Representment is the process of contesting a chargeback by submitting evidence that the transaction was legitimate, proof of delivery, the signed agreement or terms accepted, transaction and AVS/CVV records, communication logs. If the evidence rebuts the customer's claim, the funds can be returned to you. It only works when the records exist and are submitted correctly within the card network's deadline, which is why we build the evidence trail into the account from the start rather than scrambling after a dispute lands.

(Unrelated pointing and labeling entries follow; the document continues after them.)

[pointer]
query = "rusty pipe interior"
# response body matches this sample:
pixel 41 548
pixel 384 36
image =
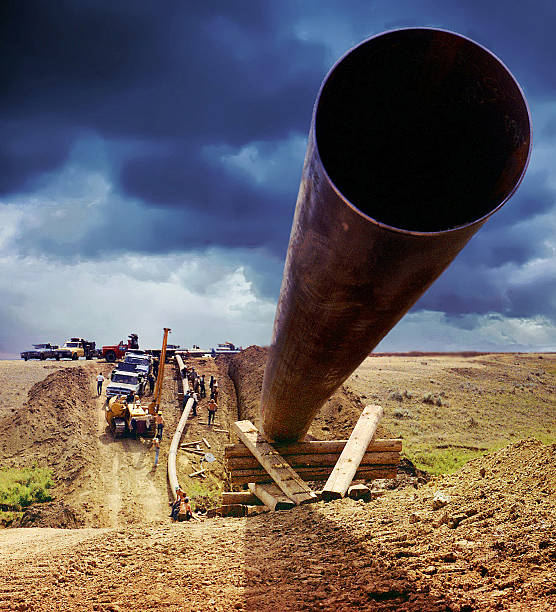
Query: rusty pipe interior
pixel 418 136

Crossing into excessive territory triggers escalating consequences: per-item enforcement fees, mandatory remediation programs, closer monitoring, and, if the ratio stays high, termination of the merchant account and placement on the MATCH list, which makes getting boarded elsewhere very hard. That's why threshold management isn't a back-office task; it's existential for a high-risk account. The whole point of active chargeback management is to keep you well clear of those lines.
Chargeback prevention is the cheapest layer by far, and most disputes are preventable. It comes down to removing the reasons a dispute starts: a clear, recognizable billing descriptor so customers don't dispute a charge they don't recognize, honest delivery and refund terms, fast customer service, easy subscription cancellation, and fraud screening that stops stolen-card transactions before they post. A large share of high-risk disputes are friendly fraud, a real customer disputing a real purchase, which clear descriptors and pre-dispute alerts head off directly. Prevention is what keeps the ratio low before representment ever has to defend it.
Win rates vary widely by vertical and by the quality of the evidence, so any single number is misleading, what's controllable is the evidence. Representment succeeds when the case rebuts the customer's specific claim with the right records (proof of delivery, accepted terms, AVS/CVV and transaction data, communication logs) filed correctly inside the network's deadline. The way to win more is to build that evidence trail into the account from the start, so when a dispute lands the case is assembled rather than scrambled for. Chargeback protection is a function of preparation, not luck.
Chargeback management isn't a separate purchase here, it's part of how every account is run, calibrated to your vertical's dispute profile at onboarding.